In an Around the Supper Table a few weeks ago, Pa and I were discussing the ideas of discipline versus doing things because it was who you were or what you desired or sought after. This idea is difficult for me, because on the outside, I appear to be disciplined; but on the inside, if left to my own devices, I am quite undisciplined. I compensate for this by creating habits to keep me moving.  I get up at a specific time, I read my Bible and pray at a specific time, I work out, I go to work, and I eat at specific times. I live by my schedule to combat my desire to do nothing.

So the idea that ‘living a life of disciple’ wasn’t the highest we could achieve was a little hard for me to grasp. Don’t get me wrong, there is nothing wrong with discipline. I guarantee that if you don’t set aside time to study your Bible, you probably won’t. However, discipline is just the beginning, not the end.

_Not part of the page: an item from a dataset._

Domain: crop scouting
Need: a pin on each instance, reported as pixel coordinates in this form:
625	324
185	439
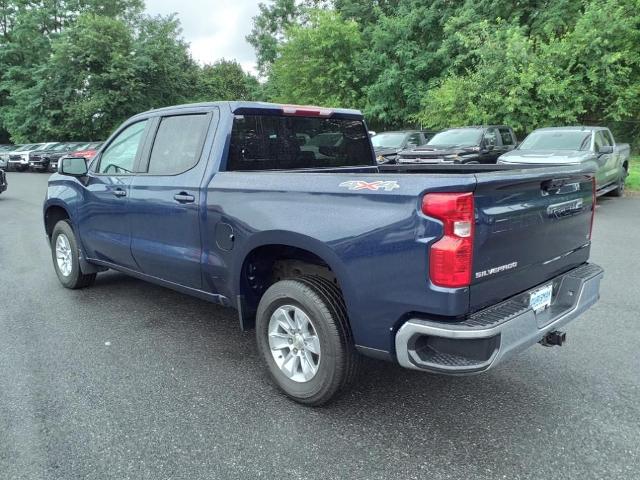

Again, I don’t think Pa was knocking discipline. If I have faith, but I am too undisciplined or lazy to have works, the faith is meaningless.  I think what he was saying is that our works should naturally flow from our faith. We don’t prove that we have faith by our works. We have works because of our faith.  The problem is that so many times I substitute a living active faith for a checkbox of religion.
Did I read my Bible today?  Check.
Did I pray today?  Check.
Was I nice to people today?  Check.

Now that the groundwork of not checking the box has been laid, how do we go about living in faith and not just discipline?  There are two ideas that have helped me.

Act Like Christ
When we look through the whole Bible, who is the best example of living by faith and being guided by the spirit?  Of course the answer is Jesus.  So here are some questions to think about. How are you like Christ?  Are you compassionate to those who are struggling like Jesus was with the woman at the well?  Are you filled with passion for what God says is right and wrong like when He ran the money changers out of the temple?  Do you care about the people who follow you, the people you can mentor, the people that look up to you like Jesus did with the disciples?  Find what it is that you like about Jesus and what it is about Jesus that you are drawn to then start living these things in your life.

Let the Spirit Guide You
Look at the gifts of the spirit that are talked about in the Bible. (Romans 12:6-8; 1 Corinthians 12:8-10, 28-30; Ephesians 4:11-12).  Find one or two that you feel pulled towards or ones that you are already doing.  Then give in completely to what you feel the Spirit is guiding you to do.  Then get out of the way.  As much as you can, don’t make it about you.  Don’t make your work about how great you are or how spiritual you are.  The work is only about showing others who God is, His love, and helping others find a relationship with Him.

So in conclusion, faith without works is dead. Our works will come from the Spirit working through us as we act like Christ and show others His love. Our works do not come from or reflect how good we are, but it should show how great and loving He is.